Review: Cole Case paints moments of breathtaking innocence, whether at an Italian convent or LAX


Innocence has nothing to do with naiveté, even though cynics often treat the two qualities as if they were the same.

To understand the difference between the two ways of being in the world, head over to Cole Case’s exhibition at E.C. Lina in West Adams, where his ninth solo show in Los Angeles includes eight oils on linen and a pair of pastels on paper.

The title, “Like a Tuning Fork Struck Upon a Star,” suggests that Case is a romantic, as well as a fan of “The Great Gatsby,” in which F. Scott Fitzgerald uses the phrase to describe the moment before Gatsby and Daisy kiss.


Case’s paintings strike a similar chord — of charged stillness, when everything around you feels as if it’s exactly where it’s meant to be, poised and perfect and on the cusp of giving way to an experience even more breathtaking.

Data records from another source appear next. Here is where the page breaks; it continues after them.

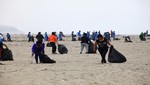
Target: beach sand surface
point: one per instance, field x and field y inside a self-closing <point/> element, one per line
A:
<point x="75" y="68"/>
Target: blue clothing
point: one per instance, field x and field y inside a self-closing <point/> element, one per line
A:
<point x="38" y="49"/>
<point x="60" y="36"/>
<point x="46" y="37"/>
<point x="79" y="34"/>
<point x="1" y="39"/>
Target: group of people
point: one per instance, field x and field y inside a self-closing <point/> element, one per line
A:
<point x="8" y="36"/>
<point x="101" y="42"/>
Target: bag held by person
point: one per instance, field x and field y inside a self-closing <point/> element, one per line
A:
<point x="7" y="55"/>
<point x="62" y="49"/>
<point x="115" y="57"/>
<point x="91" y="48"/>
<point x="46" y="59"/>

There’s nothing naive about that. It’s a pretty sophisticated sensation. It’s accompanied by heightened perception. And heart rate. Not to mention excitement and vulnerability.

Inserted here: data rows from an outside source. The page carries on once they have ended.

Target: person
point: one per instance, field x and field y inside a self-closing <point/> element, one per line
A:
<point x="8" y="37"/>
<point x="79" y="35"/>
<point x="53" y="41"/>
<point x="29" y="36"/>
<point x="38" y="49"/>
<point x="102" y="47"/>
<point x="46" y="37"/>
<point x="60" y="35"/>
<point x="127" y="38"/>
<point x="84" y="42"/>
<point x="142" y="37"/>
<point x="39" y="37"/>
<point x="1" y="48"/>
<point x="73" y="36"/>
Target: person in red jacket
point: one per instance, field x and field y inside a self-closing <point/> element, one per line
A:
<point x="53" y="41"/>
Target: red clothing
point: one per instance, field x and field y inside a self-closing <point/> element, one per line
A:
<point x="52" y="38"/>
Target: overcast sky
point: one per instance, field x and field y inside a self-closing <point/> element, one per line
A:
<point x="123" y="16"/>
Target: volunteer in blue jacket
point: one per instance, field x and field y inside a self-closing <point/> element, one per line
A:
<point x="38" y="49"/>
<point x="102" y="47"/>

That’s what you feel when see Case’s paintings. Although his carefully delineated pictures appear to be calm, cool and collected, each is aglow with the warmth and sensuality usually associated with lovers and loved ones.

The four works that depict 14th and 15 century convents and chapels and palaces in Florence and Padua, Italy, treat each brick of each building as if it were the center of the universe, both light source and still point around which everything revolves.


The two paintings that depict the sky over LAX — and the no-man’s-land beneath — seem to channel the impossible beauty of Henri Rousseau’s pictures of wild beasts hanging out as if they were best friends. In Case’s hands, aerial traffic jams neither frustrate nor prevent you from catching a flight so much as they make the moment expand into a long-lasting pleasure to get lost in — its serenity both endless and stimulating.

Case’s paintings and drawings of the moon are also wondrous, their gray and black palettes creating enough time and space for something unexpected to happen — again and again. Sometimes, innocence and wisdom go hand-in-hand.